I am a specialist hand and wrist surgeon trained in both Orthopaedic and Plastic surgery techniques. By acquiring a broad skill range I am able to confidently manage all conditions affecting the hand to find the right solution for you.
Arthritis affecting the hand
The hand is vulnerable to developing arthritic changes as there are a large number of small small joints that each have there own unique function. Painful arthritis can be very debilitating and cause difficulty even when carrying out gentle day to day tasks.
I offer a full range of treatment options that can be tailored to your needs and allow you to get back to doing all of the things that you want to be doing without the pain and disability that arthritis brings.
There are a large number of conditions that can prevent you from being able to fully straighten or bend your fingers. Although these conditions are often not painful they can result in a progressive loss of function as they develop. It is always best to start a treatment plan before contractures become too severe as if caught early then there are usually more treatment options available and recovery is often quicker.

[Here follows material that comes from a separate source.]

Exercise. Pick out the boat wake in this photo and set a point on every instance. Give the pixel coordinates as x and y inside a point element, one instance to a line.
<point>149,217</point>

Conditions that cause contracture include Dupuytrens disease, Trigger finger, inflammatory conditions conditions that affect the tendons and Trauma
The nerves that supply the hand allow us to feel touch, temperature sensations and pain as well as control the small muscles of the hand that are used for fine delicate tasks. As the nerves pass into the hand they go through a tunnel and at this point they can get trapped. The most common form of nerve entrapment is Carpal Tunnel Syndrome. This occurs when the Median nerve is trapped in the wrist. To start with the symptoms are intermittent with tingling in the finger tips that is often worse at night or when driving or on the phone. As the condition progresses the fingers can become progressively numb and you may start to get pain radiating up your arm from your wrist.
With nerve problems it is important to catch them early to prevent permanent damage happening to the nerve. When the symptoms are intermittent the nerve is likely to make a full recovery if the problem is treated. Unfortunately if symptoms become permanent then it is important to take the pressure off the nerve to prevent the damage from getting any worse but full sensation in the fingers may not be recovered.
Trauma to the hand is common and can either be in the form of fractures to the bones, dislocations to the joints or injury to the soft tissues such as tendons and nerves. Managing trauma to the hand requires particular attention to detail and finding the correct balance between resting to allow recovery and early movement to prevent stiffness.
Every injury to the hand is unique and therefore requires careful assessment and personalised management in order to fully restore function and allow an early return to activities.
Conditions affecting the wrist can result in pain and loss of function. The wrist is a highly complex structure that has a broad range of functions. Painful, stiff or swollen wrists may have a large number of causes.
If you have a wrist condition then it is important to carry out a careful assessment and examination in order to be able to identify your individual problem and tailor the solution to your needs.
We will often brake our fall by putting out our arms meaning that the wrist will be vulnerable to trauma. Trauma may be a broken bone or injury to the complex array of ligaments that support your wrist. I am well trained in the management of these injuries having spent time as the Hand and Wrist Fellow at the Chelsea and Westminster Hospital which acts as a tertiary referral centre for trauma in London.
Treatment is aimed at minimising the disruption such an injury may case whilst ensuring that the maximum possible function is maintained.